Although this shift has been a long time coming, now’s as good a time as any. There are over 120 million multicultural consumers in the United States, with a buying power of over $3.3 trillion. Likewise, the LGBT cohort in the United States — which is estimated to make up 7 percent of the total population — boasts a spending power of over $917 billion.

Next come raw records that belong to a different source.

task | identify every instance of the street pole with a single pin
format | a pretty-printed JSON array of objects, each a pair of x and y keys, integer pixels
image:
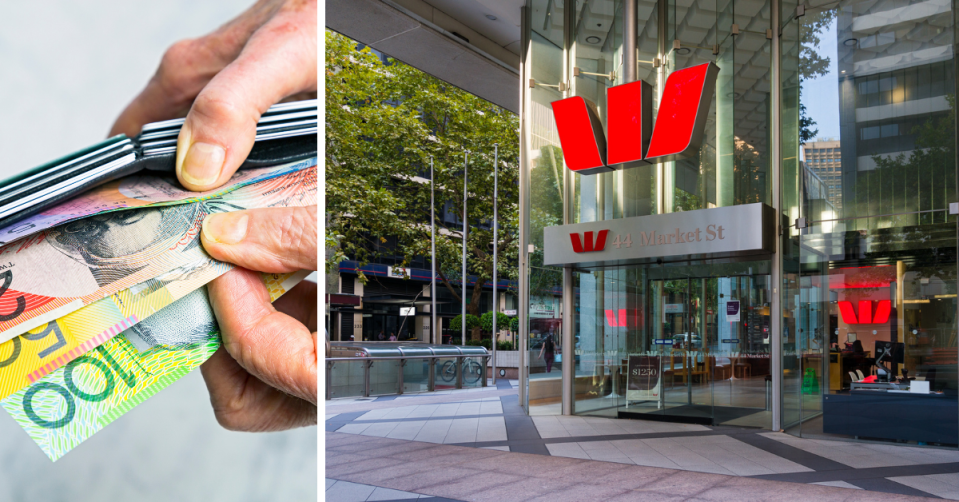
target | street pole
[
  {"x": 432, "y": 256},
  {"x": 463, "y": 315},
  {"x": 495, "y": 242}
]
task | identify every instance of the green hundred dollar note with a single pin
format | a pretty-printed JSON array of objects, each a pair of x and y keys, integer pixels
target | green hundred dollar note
[{"x": 66, "y": 407}]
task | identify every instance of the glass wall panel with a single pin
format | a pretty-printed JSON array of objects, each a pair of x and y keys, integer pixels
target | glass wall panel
[
  {"x": 880, "y": 305},
  {"x": 546, "y": 67},
  {"x": 870, "y": 95},
  {"x": 597, "y": 57},
  {"x": 732, "y": 165}
]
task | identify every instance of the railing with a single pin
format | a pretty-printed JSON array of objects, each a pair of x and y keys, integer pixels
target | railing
[{"x": 448, "y": 372}]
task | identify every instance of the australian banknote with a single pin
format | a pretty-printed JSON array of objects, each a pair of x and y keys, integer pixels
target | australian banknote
[
  {"x": 60, "y": 270},
  {"x": 71, "y": 404},
  {"x": 147, "y": 189},
  {"x": 36, "y": 353}
]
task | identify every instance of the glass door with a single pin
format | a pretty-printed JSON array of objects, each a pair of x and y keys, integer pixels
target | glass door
[
  {"x": 712, "y": 338},
  {"x": 679, "y": 334}
]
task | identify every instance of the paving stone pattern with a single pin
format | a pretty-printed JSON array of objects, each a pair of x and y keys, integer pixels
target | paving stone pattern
[{"x": 478, "y": 444}]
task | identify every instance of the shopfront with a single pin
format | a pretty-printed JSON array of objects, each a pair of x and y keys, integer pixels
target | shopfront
[{"x": 791, "y": 265}]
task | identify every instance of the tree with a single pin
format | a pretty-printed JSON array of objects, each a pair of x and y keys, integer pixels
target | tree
[
  {"x": 384, "y": 120},
  {"x": 486, "y": 322},
  {"x": 472, "y": 322},
  {"x": 811, "y": 64}
]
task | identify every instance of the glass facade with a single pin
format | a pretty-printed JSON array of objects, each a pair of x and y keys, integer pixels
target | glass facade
[
  {"x": 872, "y": 287},
  {"x": 841, "y": 117}
]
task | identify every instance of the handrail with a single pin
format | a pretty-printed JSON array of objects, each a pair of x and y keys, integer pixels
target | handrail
[
  {"x": 431, "y": 385},
  {"x": 411, "y": 356}
]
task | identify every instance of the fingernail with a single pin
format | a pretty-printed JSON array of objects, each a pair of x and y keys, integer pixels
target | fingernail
[
  {"x": 225, "y": 228},
  {"x": 203, "y": 163}
]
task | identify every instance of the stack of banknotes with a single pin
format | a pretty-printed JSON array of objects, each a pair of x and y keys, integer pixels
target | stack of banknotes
[{"x": 103, "y": 298}]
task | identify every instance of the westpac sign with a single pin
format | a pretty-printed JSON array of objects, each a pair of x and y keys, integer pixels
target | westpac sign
[
  {"x": 717, "y": 232},
  {"x": 633, "y": 139}
]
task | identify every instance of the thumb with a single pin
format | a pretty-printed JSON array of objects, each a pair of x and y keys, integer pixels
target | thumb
[
  {"x": 274, "y": 240},
  {"x": 279, "y": 60}
]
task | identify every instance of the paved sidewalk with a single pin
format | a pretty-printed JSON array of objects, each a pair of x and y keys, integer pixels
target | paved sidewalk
[{"x": 481, "y": 446}]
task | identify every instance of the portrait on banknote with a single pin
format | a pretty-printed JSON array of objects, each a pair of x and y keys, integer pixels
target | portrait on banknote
[{"x": 118, "y": 244}]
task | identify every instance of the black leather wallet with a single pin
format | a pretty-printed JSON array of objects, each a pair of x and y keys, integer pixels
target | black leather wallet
[{"x": 285, "y": 133}]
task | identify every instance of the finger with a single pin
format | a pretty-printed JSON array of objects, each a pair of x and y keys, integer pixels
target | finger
[
  {"x": 243, "y": 403},
  {"x": 278, "y": 60},
  {"x": 274, "y": 240},
  {"x": 300, "y": 304},
  {"x": 187, "y": 66},
  {"x": 268, "y": 344}
]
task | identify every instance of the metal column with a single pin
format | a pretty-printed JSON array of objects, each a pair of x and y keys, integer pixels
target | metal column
[
  {"x": 465, "y": 227},
  {"x": 433, "y": 337},
  {"x": 568, "y": 344},
  {"x": 495, "y": 249},
  {"x": 776, "y": 303},
  {"x": 523, "y": 210}
]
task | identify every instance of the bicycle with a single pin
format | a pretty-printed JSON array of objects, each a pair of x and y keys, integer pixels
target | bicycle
[{"x": 472, "y": 371}]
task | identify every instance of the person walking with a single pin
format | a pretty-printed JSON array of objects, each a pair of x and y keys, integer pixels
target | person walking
[{"x": 549, "y": 351}]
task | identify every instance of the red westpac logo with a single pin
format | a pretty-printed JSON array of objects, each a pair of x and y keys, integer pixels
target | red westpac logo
[
  {"x": 586, "y": 244},
  {"x": 632, "y": 140},
  {"x": 866, "y": 315},
  {"x": 623, "y": 318}
]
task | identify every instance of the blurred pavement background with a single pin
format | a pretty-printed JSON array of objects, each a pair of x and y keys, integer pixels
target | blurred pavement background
[{"x": 67, "y": 69}]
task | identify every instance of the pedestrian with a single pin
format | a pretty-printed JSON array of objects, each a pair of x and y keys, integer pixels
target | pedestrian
[{"x": 549, "y": 350}]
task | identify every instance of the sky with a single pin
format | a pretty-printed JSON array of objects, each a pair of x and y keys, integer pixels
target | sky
[{"x": 821, "y": 95}]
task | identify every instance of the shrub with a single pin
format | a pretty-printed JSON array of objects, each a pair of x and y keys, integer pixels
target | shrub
[
  {"x": 486, "y": 321},
  {"x": 471, "y": 322}
]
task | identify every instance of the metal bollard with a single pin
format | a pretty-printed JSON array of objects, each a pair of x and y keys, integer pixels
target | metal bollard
[
  {"x": 485, "y": 362},
  {"x": 366, "y": 378},
  {"x": 329, "y": 385}
]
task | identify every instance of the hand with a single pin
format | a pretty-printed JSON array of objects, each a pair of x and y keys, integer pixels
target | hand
[
  {"x": 226, "y": 80},
  {"x": 264, "y": 376}
]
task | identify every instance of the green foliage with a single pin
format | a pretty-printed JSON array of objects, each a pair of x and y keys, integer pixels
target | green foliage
[
  {"x": 471, "y": 322},
  {"x": 486, "y": 321},
  {"x": 486, "y": 342},
  {"x": 383, "y": 124},
  {"x": 480, "y": 343},
  {"x": 811, "y": 64}
]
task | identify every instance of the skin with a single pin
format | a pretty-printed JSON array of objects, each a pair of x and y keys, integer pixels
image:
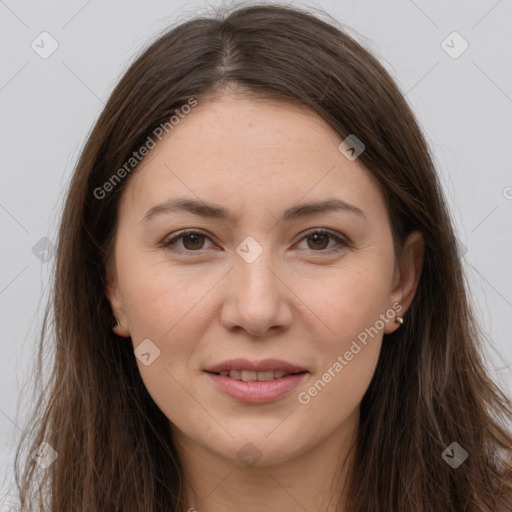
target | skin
[{"x": 295, "y": 302}]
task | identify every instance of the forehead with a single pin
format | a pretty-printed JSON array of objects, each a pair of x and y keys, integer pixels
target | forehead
[{"x": 250, "y": 154}]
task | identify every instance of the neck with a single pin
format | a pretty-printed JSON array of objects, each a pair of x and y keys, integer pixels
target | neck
[{"x": 312, "y": 480}]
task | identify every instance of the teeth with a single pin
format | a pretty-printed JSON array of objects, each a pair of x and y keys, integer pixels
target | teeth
[{"x": 251, "y": 376}]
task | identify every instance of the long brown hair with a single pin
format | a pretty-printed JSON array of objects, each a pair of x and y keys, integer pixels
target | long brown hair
[{"x": 430, "y": 387}]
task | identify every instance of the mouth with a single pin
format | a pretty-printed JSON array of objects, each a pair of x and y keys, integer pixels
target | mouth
[
  {"x": 252, "y": 376},
  {"x": 256, "y": 381}
]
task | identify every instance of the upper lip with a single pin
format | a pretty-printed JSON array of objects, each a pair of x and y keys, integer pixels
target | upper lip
[{"x": 256, "y": 366}]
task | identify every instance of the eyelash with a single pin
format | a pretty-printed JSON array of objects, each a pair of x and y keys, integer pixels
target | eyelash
[{"x": 168, "y": 244}]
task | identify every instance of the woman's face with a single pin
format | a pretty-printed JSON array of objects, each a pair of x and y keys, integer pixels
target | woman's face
[{"x": 256, "y": 280}]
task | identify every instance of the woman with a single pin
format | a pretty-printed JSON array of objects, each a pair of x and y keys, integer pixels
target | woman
[{"x": 257, "y": 212}]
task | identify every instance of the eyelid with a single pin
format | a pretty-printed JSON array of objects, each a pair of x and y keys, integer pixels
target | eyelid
[{"x": 168, "y": 242}]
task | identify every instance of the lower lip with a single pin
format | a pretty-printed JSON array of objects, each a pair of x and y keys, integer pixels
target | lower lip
[{"x": 256, "y": 391}]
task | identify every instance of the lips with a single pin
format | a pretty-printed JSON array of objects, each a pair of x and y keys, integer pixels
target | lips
[{"x": 264, "y": 366}]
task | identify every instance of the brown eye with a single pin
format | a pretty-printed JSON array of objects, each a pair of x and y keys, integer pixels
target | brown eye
[
  {"x": 320, "y": 240},
  {"x": 190, "y": 241}
]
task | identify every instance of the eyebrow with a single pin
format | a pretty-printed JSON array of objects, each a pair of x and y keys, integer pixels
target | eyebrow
[{"x": 216, "y": 211}]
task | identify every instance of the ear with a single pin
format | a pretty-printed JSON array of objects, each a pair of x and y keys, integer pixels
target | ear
[
  {"x": 114, "y": 297},
  {"x": 407, "y": 276}
]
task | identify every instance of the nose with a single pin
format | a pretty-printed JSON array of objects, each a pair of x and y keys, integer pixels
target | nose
[{"x": 257, "y": 297}]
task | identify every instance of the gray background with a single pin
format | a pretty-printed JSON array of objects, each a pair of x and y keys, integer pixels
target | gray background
[{"x": 48, "y": 106}]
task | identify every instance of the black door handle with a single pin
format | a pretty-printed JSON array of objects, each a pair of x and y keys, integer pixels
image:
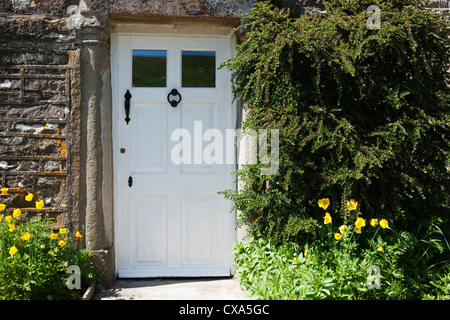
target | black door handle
[
  {"x": 127, "y": 106},
  {"x": 174, "y": 92}
]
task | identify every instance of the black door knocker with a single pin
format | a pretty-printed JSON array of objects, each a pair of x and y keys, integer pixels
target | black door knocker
[{"x": 174, "y": 92}]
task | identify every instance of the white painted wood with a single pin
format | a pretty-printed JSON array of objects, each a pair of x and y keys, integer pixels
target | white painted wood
[{"x": 171, "y": 222}]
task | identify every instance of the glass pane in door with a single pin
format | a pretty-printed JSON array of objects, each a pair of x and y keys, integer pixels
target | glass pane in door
[{"x": 149, "y": 68}]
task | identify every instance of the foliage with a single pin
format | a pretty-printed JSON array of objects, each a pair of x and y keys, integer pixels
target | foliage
[
  {"x": 359, "y": 112},
  {"x": 341, "y": 264},
  {"x": 34, "y": 258}
]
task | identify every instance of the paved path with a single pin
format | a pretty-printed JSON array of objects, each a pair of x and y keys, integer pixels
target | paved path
[{"x": 173, "y": 289}]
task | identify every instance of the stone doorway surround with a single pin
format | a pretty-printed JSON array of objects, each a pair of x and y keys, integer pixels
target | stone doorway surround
[{"x": 93, "y": 23}]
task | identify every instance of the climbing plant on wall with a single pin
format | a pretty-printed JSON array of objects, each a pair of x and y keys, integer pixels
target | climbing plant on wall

Those numbers are only expected to rise.
“Young consumers believe that brands have the power to better the world through social consciousness,” said Rachel Saunders, the insights and strategy director at the research firm Cassandra, which recently released an Impact report stating 65 percent of American youth ages 12 to 34 think companies, not governments, can make a bigger positive impact on the world. “Gen Z is the most diverse cohort in history,” said Saunders, “so companies that embrace inclusivity now will be better poised to earn their loyalty in the future.”
“Readers are tired of the same old magazine tropes– things like ‘beach body guides,’ hyper-airbrushed models touting an unrealistic ideal and beauty ‘rules,’” said Faith Xue, the editorial director of Byrdie.
“For decades, [this content] was about comparison — an ideal of perfection that was homogenous,” added Elyssa Starkman, Beautycon’s head of content. “As we’ve been given more platforms both on and offline to explore the spectrum of what beauty means, it’s shifted the conversation to individuality.”
Indeed, many of the editors we spoke to called out social media platforms like YouTube and Instagram for being key drivers of this thematic shift, thanks to the way they’ve democratized how content is consumed and created. “They’ve fostered a millions-strong community that lets individuality and creativity shine, and it’s trickled over into editorial,” said Xue. “Who’s to say anymore what is considered beautiful and what isn’t?”
The highly politicized nature of the world we live in has contributed, too. “The last nine months have definitely inspired a new urgency for journalists — which certainly includes beauty editors and writers — to make sure that we are covering, exploring and celebrating every race, religion, age, sexual orientation and gender,” said Jenny Bailly, Allure’s executive beauty editor.
While beauty and larger world issues might seem like strange bedfellows to some, today’s editors see one as a more palatable entry point for discussing the other. “Beauty is a great vehicle for driving conversations about social change, because it’s accessible to everyone,” said Quinn, of Refinery29. It’s a topic that many argue lends itself easily to the bigger picture. “When we talk to Halima or [trans model] Andreja Pejic, or [boy beauty star] James Charles, or a young woman on a reservation in Montana about hair and makeup, we’re also having intimate conversations about where they’ve come from, what they believe in and how they interact with the world,” said Bailly.
Although they witness the occasional angry Facebook comment in response to this new content, the reaction has been largely positive.
“We’ve received so many emails from people saying how much they’ve enjoyed reading all the stories in the hub and how they feel like they’ve found a space they can relate to,” said Xue of The Flipside.
Beautycon reported its engagement rate has doubled since pivoting in this direction, while Refinery29 has seen an increase in relevant searches, like those for natural hair.
“By directly reflecting what our readers look like and taking a good look at the issues that concern them, we form a different kind of connection that stands out from the crowd,” said Jessica Matlin, the beauty and health director at Teen Vogue.
All involved are confident this evolution is more than a fleeting trend.
“Fostering this mainstream conversation of self-expression and identity is here to stay,” said Starkman, of Beautycon. “It has to be, because we don’t live in a time where we can exist or communicate in silos.”